Rappelons que Gaz De France voulait augmenter ses tarifs de 7,5 % au 1er janvier 2006. Le ministre de l’économie et des finances de l’époque, Thierry Breton, s’y était opposé en ne respectant pas les règles qu’il avait lui-même édictées. La CGT avait proposé de contrôler « démocratiquement » le prix du gaz grâce à une commission regroupant les consommateurs, les syndicats, les élus et GDF. Cette proportion qui tendait à empêcher la hausse inéluctable du prix de gaz n’a jamais eu de suite.

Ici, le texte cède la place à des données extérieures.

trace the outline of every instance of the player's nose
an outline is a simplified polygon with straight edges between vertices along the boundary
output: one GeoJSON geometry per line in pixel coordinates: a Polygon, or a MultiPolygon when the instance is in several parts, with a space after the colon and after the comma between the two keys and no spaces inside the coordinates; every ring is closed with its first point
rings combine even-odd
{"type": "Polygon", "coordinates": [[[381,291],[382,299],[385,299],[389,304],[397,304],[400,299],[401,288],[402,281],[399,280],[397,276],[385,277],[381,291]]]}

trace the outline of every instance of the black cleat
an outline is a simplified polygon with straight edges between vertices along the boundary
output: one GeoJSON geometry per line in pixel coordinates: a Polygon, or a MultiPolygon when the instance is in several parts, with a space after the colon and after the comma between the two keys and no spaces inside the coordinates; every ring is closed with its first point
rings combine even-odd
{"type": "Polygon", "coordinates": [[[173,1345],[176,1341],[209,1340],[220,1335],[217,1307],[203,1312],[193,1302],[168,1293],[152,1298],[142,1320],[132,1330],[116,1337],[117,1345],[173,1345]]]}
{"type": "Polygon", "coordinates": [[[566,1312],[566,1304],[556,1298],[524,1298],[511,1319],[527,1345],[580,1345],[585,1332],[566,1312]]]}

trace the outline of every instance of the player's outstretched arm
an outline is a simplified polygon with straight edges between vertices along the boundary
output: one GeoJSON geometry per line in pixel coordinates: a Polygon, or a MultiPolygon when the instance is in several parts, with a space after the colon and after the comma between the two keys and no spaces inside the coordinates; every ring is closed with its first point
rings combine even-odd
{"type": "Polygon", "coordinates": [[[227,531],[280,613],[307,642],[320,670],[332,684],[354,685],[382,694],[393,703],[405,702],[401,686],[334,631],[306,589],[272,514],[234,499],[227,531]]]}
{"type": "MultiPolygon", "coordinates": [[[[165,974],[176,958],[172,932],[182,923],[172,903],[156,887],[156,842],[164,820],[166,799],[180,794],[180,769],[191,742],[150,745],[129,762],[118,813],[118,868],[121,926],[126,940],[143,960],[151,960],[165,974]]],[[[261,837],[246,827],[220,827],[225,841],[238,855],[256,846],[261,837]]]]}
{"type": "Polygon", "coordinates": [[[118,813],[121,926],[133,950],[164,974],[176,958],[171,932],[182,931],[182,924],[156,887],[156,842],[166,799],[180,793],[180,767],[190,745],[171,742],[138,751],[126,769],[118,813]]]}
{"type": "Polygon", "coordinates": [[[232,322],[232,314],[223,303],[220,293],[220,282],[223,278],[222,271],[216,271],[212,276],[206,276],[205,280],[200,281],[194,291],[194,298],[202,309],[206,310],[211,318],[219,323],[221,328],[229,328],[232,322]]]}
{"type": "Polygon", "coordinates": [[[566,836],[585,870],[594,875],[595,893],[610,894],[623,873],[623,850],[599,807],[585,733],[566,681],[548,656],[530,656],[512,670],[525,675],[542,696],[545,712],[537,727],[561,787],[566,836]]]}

 Dans le texte de la motion finale du Mans (novembre 2005), le PS avait constaté que  « L’équilibre de la planète est en danger, la fin des énergies faciles est programmée ». La Biosphère serait bien curieuse de savoir si les socialistes auraient décidé une augmentation ferme et résolue du prix du gaz s’ils étaient parvenus au pouvoir en 2007…

LeMonde en grève

LeMonde fait grève. Rien au courrier ! Par quoi remplacer l’indispensable ? Par un retour aux fondamentaux, ces textes anciens qui balisent la route de notre avenir.

 

René Dumont s’exprimait ainsi dans la Gueule ouverte (mensuel, mai 1974) :

 

« J’enseigne à l’Institut national d’agronomie. L’agronomie, d’après ma définition, c’est l’artificialisation du milieu naturel. Ce milieu naturel, en l’artificialisant, on peut l’améliorer ou le démolir. Très tôt dans ma carrière, j’ai vu les dégâts de l’érosion en Algérie, j’ai aussi vu les dégâts de la désertification du nord du Sénégal en 1951. J’étais donc en contact avec des problèmes écologiques. J’avais pédalé avec les Amis de la Terre, j’avais assisté à la manifestation annuelle « Combat pour la survie de l’homme ». Tous ces amis sont venus me chercher pour me présenter aux présidentielles au nom du Mouvement Ecologique. Jusqu’à présent, tout ce que pouvaient faire les écologistes, c’était d’aller frapper à la porte des candidats en leur disant, dites donc, soyez gentils, tenez compte de la gravité de la situation. Les candidats nous répondaient : « Oh ! Combien vous avez raison », et dès que nous avions tourné le dos, ils oubliaient tout ce que nous leur avions dit. Maintenant, devant le mouvement qui s’est très vite développé autour de ma candidature, je pense que notre utopie peut aboutir à des réalisations si nous parvenons à percer le mur d’incompréhension, le mur d’ignorance. D’où l’importance des mass média.

 

Après… je suis en ce moment le porte-parole parce qu’il en fallait un, mais je ne suis pas le leader. Mais pour le mouvement écologique, je fais un petit testament dans lequel je lui conseille de se structurer pour continuer un groupe ayant une possibilité de pression politique. Je ne dis pas la forme à trouver, mais cette action politique est destinée à faire un projet révolutionnaire de changement total de la société, condamnant l’économie de profit, l’économie capitaliste. Il n’y a pas de défense écologique qui ne passe par une solution politique. »

 La Biosphère remercie René Dumont (1904-2001) d’avoir été la première figure de proue du mouvement politique de défense de la Terre. Comme disait aussi René, il faut écologiser les politiques et politiser les écologistes… Je pensais étant jeune au slogan « Elections, piège à  cons ». Mais aux présidentielles de 1974, René représentait enfin à mes yeux un candidat crédible, non par les masses à sa dévotion, mais par son projet radical de changer la vie.